Philip no pudo contener una risa sorprendida.
– No te imagino haciendo el papel de pretendiente loco de amor, Andrew. Te he visto en compañía de muchas mujeres durante todos estos años, y no me parece que ninguna haya podido cautivar aún tu corazón.
– Quizá porque mi corazón ya estaba cautivado por otra persona.
Philip se quedó mirándolo fijamente, desconcertado. Aunque a veces era difícil determinar si Andrew estaba hablando en broma, aquellas tranquilas palabras no tenían la apariencia de ser una broma. Hacía cinco años que conocía a Andrew, y desde entonces habían vivido todo el tiempo muy cerca el uno del otro, compartiendo experiencias de vida o muerte, pero esa era la primera vez que mencionaba su amor no correspondido.
– ¿Está tu corazón comprometido con alguien?
Una fugaz expresión de lo que parecía ser dolor centelleó en los ojos de Andrew. A continuación una triste y avergonzada sonrisa hizo que se elevara uno de los extremos de su boca.
– Tocado.
Sin poder esconder su sorpresa, Philip preguntó:
– ¿Es americana?
– No. La conocí hace unos años, en uno de mis viajes.
– ¿Y te enamoraste de ella?
– Sí. Mi destino estuvo sellado en el momento en que puse mis ojos en ella.
– Entonces, ¿por qué no te casaste con ella?
– Por desgracia, ella ya estaba casada.
– Ya veo. -El silencio se hizo entre ellos mientras Philip digería esa nueva información sobre su amigo-. ¿Todavía la amas? -preguntó al fin.
Una vez más sus miradas se encontraron y Philip se sintió golpeado por la expresión de desolación que vio en los negros ojos de su amigo.
– Siempre la amaré.
– Y ella, ¿te ama?
– No. -Aquella palabra salió de su boca como un estridente murmullo-. Ella es fiel a su marido, a su idea del matrimonio. No sabe nada de mis sentimientos. Ella no hizo nada para animarlos. Sencillamente, yo perdí la cabeza por ella.
Philip trató de controlar su compasión y su asombro. Nunca había visto a Andrew tan serio y tan deshecho. Tan triste. Se acercó a él y le sacudió los hombros en un gesto de solidaridad.

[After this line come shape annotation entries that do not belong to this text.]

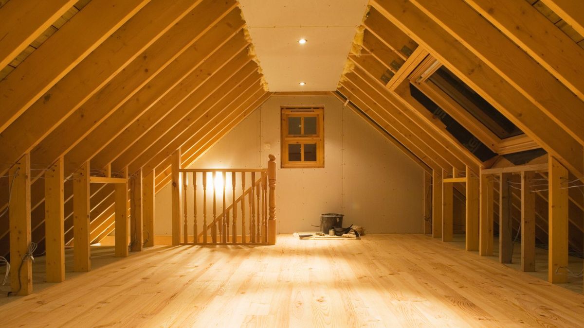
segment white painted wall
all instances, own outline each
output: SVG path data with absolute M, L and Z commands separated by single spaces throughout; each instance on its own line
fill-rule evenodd
M 318 229 L 310 225 L 321 213 L 338 212 L 345 215 L 343 225 L 371 233 L 421 233 L 422 169 L 332 96 L 272 97 L 192 167 L 266 168 L 269 153 L 279 162 L 280 106 L 316 105 L 325 107 L 325 168 L 278 165 L 279 232 Z M 263 150 L 266 143 L 270 150 Z M 157 235 L 171 233 L 170 195 L 169 185 L 156 195 Z

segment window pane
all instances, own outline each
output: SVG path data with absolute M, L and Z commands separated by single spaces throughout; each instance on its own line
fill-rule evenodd
M 315 117 L 304 117 L 304 135 L 314 135 L 317 134 L 317 118 Z
M 301 146 L 301 145 L 299 144 L 290 144 L 288 145 L 288 160 L 290 162 L 300 162 L 302 160 L 300 156 Z
M 317 161 L 317 144 L 306 144 L 304 145 L 304 161 Z
M 301 133 L 300 130 L 300 117 L 288 117 L 288 134 L 297 134 L 299 135 Z M 300 146 L 300 145 L 299 145 Z M 300 152 L 300 149 L 298 149 L 298 153 Z

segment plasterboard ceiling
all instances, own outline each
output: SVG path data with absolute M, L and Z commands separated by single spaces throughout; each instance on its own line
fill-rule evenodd
M 368 2 L 240 0 L 270 91 L 336 90 Z

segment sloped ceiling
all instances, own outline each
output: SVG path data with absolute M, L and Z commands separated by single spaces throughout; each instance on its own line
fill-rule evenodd
M 269 90 L 336 90 L 367 2 L 240 1 Z M 300 44 L 300 39 L 308 42 Z

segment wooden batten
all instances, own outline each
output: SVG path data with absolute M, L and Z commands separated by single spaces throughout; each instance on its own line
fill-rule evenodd
M 548 280 L 565 282 L 568 280 L 568 170 L 553 156 L 550 156 L 548 160 Z
M 65 180 L 63 158 L 44 173 L 44 228 L 47 282 L 65 280 Z
M 144 246 L 154 246 L 154 171 L 152 170 L 142 179 L 142 199 Z
M 81 166 L 74 173 L 73 180 L 73 246 L 75 272 L 91 270 L 91 249 L 89 247 L 89 162 Z
M 11 287 L 16 295 L 33 291 L 30 246 L 30 155 L 25 154 L 9 170 L 11 179 L 10 225 Z M 20 269 L 20 266 L 22 268 Z M 20 269 L 20 270 L 19 270 Z
M 447 172 L 443 171 L 442 176 Z M 453 228 L 453 191 L 454 186 L 446 179 L 442 180 L 442 241 L 451 242 Z
M 171 156 L 171 159 L 172 161 L 172 183 L 171 185 L 172 246 L 178 246 L 180 243 L 180 172 L 179 172 L 180 169 L 180 149 L 175 151 Z
M 128 178 L 130 184 L 130 250 L 141 252 L 144 243 L 143 185 L 142 169 Z
M 116 183 L 114 185 L 114 197 L 116 199 L 116 257 L 126 257 L 129 251 L 128 245 L 130 245 L 130 232 L 128 226 L 130 220 L 128 217 L 128 169 L 126 168 L 123 172 L 119 173 L 124 179 L 124 182 Z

– Lo siento, Andrew. No tenía ni idea.
– Lo sé. Y no estoy seguro de por qué te lo cuento, excepto… -Meneó la cabeza y apretó los labios como si tuviera dificultad para encontrar las palabras, algo poco común en el siempre poco reservado Andrew-. Sé que eres un hombre íntegro, Philip. Un hombre de palabra. Un hombre que debe elegir a una esposa. Supongo que tan solo espero que elijas… con cuidado. Y que hagas caso a tu corazón. Yo no pude hacerlo, y eso me supuso un dolor que no le deseo a nadie, y menos a mi más íntimo amigo. Puede que la boda de tu prometida con otro fuera el destino. Una señal de que tú estabas hecho para otra.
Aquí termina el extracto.